Consumers who were victims of a debt relief scam will receive refunds, according to the Federal Trade Commission (FTC).
On Tuesday, the federal consumer protection watchdog announced that it will be distributing $16 million in refunds to people who lost money to a debt relief scam perpetrated by Helping America Group, which was also doing business as 321 Loans, United Financial Support, and many other names.
According to the FTC, it is sending 27,048 refund checks to victims. It is expecting to collect more money in this case and intends to send a second round of refund checks to victims.
The federal consumer protection watchdog is reminding recipients of the refunds to deposit or cash their checks within 90 days. It is not requiring individuals to pay money or provide their account information to cash a refund check.

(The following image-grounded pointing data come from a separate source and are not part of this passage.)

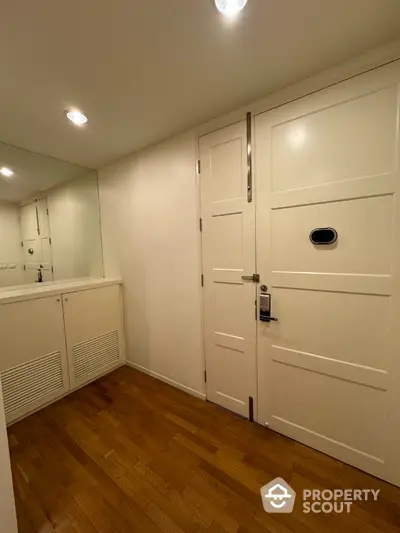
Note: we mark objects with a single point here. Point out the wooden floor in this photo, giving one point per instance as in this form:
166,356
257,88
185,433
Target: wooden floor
130,453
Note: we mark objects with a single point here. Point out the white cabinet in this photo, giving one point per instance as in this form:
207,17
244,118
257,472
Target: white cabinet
33,360
51,345
93,326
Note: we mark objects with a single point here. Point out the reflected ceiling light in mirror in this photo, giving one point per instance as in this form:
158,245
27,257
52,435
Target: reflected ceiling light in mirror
230,8
76,117
6,172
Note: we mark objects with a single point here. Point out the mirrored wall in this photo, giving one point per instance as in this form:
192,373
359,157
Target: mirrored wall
49,220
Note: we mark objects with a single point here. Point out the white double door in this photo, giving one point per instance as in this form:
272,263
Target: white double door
328,372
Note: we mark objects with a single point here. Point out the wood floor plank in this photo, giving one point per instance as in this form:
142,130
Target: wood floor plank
131,454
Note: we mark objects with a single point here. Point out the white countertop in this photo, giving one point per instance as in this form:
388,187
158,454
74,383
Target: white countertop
41,290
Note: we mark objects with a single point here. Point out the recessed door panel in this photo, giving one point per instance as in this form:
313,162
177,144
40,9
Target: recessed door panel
228,254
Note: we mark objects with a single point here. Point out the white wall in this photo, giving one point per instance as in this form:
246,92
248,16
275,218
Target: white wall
7,507
10,246
149,209
151,238
75,229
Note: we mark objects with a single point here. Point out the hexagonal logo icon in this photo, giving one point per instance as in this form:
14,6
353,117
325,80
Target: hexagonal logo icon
278,496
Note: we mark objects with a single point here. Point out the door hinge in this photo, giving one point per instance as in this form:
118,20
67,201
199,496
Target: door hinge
251,409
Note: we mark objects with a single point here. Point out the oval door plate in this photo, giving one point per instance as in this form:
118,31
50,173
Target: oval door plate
323,236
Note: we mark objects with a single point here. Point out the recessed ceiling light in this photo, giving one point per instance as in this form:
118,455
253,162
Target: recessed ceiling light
7,172
76,117
230,8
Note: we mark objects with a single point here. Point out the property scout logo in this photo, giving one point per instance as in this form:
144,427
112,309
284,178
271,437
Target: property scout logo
279,497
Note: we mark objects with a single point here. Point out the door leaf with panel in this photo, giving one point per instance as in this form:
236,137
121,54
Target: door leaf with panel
228,241
329,370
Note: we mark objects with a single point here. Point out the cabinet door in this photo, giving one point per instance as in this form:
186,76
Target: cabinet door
33,363
93,324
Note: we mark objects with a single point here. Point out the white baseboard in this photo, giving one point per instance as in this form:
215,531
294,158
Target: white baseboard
169,381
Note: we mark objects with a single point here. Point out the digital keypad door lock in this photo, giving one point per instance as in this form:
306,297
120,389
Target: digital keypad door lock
265,308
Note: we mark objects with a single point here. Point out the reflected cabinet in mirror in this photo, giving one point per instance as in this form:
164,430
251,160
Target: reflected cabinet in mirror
49,220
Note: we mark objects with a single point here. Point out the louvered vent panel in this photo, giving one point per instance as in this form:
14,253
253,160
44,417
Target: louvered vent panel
30,384
91,356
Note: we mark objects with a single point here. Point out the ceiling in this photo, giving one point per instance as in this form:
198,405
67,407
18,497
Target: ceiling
33,173
143,70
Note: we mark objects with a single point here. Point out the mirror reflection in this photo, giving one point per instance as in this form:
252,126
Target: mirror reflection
49,220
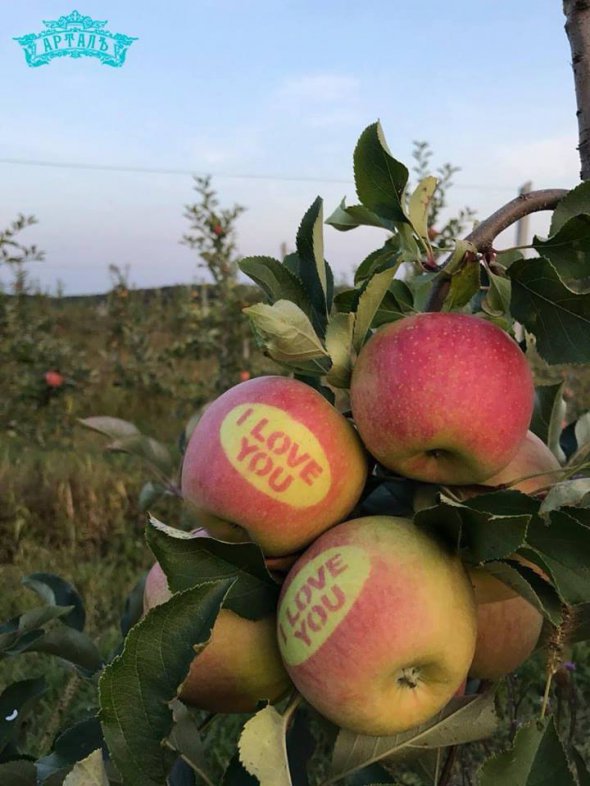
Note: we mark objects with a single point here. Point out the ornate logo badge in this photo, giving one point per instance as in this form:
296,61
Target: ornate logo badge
75,36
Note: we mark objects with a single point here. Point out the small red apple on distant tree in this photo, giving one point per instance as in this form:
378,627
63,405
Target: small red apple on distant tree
442,397
271,460
53,379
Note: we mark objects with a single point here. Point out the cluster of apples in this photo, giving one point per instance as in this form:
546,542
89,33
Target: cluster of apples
378,623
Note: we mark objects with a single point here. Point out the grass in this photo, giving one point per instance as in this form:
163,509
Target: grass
69,508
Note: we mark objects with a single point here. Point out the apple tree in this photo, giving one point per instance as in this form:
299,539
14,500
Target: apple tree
534,542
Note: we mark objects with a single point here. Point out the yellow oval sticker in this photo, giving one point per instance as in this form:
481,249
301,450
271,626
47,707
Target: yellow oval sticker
318,599
276,454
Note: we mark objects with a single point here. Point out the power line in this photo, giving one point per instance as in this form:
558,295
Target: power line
164,171
221,175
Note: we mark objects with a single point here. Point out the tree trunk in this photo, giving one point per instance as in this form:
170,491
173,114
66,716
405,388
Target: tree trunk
577,28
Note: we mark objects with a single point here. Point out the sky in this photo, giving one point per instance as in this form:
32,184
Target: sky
269,97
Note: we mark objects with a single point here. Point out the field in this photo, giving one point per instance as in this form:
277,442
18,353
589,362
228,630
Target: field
72,508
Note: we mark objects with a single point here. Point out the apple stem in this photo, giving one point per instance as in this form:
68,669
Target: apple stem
486,232
546,694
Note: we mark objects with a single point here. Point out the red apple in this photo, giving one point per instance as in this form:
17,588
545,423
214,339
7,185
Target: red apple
239,667
377,625
54,379
442,397
274,457
507,633
534,468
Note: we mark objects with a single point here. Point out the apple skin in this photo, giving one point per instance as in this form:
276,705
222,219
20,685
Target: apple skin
274,457
377,625
240,666
507,633
442,397
532,459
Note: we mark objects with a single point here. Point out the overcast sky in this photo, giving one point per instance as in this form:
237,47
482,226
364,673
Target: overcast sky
269,97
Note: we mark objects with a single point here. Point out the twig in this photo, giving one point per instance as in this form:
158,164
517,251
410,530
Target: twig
448,767
577,28
486,232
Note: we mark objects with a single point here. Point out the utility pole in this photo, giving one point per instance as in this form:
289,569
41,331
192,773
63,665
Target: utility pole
522,225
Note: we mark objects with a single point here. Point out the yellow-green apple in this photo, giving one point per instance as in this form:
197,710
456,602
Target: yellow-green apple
442,397
272,456
377,625
507,633
240,665
533,468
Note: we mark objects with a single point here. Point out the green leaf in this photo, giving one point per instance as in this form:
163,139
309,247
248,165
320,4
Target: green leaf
380,179
17,701
339,335
580,767
18,773
55,591
369,302
575,203
188,560
72,745
150,494
419,205
19,632
464,719
263,749
548,415
509,257
276,281
115,428
289,336
345,218
558,317
482,525
409,249
148,449
568,492
386,256
71,645
186,739
397,304
530,586
568,249
563,547
496,302
133,608
537,758
465,283
310,249
88,772
135,687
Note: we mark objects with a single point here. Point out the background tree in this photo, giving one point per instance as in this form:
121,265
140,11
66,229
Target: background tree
213,236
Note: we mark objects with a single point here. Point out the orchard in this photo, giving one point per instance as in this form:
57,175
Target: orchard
377,539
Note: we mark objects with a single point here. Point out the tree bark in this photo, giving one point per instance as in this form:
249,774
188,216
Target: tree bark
486,232
577,28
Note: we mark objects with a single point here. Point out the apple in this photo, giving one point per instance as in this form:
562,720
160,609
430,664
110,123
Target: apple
507,633
272,456
442,397
239,667
534,468
376,625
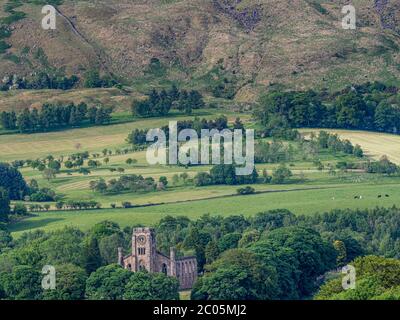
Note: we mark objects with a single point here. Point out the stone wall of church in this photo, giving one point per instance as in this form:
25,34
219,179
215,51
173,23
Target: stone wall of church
186,271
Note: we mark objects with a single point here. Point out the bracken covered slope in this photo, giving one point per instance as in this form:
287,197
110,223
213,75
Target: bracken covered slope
242,46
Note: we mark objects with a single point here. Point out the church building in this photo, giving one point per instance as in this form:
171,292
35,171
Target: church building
146,257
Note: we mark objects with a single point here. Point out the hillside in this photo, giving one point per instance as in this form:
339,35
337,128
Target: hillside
239,47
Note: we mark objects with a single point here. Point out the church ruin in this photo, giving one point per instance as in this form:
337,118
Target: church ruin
146,257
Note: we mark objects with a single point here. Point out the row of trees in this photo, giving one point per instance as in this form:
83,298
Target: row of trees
40,80
160,103
138,137
370,107
133,183
54,116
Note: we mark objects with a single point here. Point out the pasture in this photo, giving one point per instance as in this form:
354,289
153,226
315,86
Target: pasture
374,144
308,191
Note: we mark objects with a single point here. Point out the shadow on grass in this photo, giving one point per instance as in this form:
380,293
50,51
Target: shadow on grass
26,225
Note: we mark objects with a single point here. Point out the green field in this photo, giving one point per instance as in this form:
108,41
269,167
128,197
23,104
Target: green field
309,190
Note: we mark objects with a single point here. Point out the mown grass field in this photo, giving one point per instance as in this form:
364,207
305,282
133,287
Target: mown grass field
309,190
374,144
92,139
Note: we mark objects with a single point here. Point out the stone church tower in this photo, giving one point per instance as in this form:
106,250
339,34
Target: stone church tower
146,257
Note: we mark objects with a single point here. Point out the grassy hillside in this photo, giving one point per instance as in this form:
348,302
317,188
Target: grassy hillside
309,190
374,144
242,47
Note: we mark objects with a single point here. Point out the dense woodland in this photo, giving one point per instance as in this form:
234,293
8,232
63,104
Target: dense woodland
372,106
273,255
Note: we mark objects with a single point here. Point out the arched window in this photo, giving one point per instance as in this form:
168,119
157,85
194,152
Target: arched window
164,269
142,266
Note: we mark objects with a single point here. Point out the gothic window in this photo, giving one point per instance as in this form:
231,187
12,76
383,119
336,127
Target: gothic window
164,269
142,266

In 2017, the FTC and the State of Florida filed a lawsuit against Jeremy Lee Marcus, Craig Davis Smith, and Yisbet Segrea for operating a massive debt relief scam through Helping America Group and other interrelated companies.
Helping America Group and its operators offered thousands of consumers false debt relief services including fake loans. These scammers encouraged consumers to pay hundreds or thousands of dollars a month. They falsely promised consumers that they would pay, settle, or obtain dismissals of their debts and improve their credit.
Consumers eventually found out that they became victims of a debt relief scam as Helping America and its interrelated companies did not pay their debt; their accounts defaulted and their credit scores did not improve, and instead were severely damaged. Some consumers ended up getting sued by their creditors and others were forced to file bankruptcy.
The federal consumer protection watchdog and the State of Florida charged Helping America, its interrelated entities and operators with violating the FTC Act, the Telemarketing Sales Rule, and the Florida Deceptive and Unfair Trade Practices Act.
In April 2018, these scammers agreed to settle with the FTC and the State of Florida. They agreed to turn over assets worth approximately $35 million, and to stop selling debt relief, credit repair, and financial products and services. They also agreed to a telemarketing ban.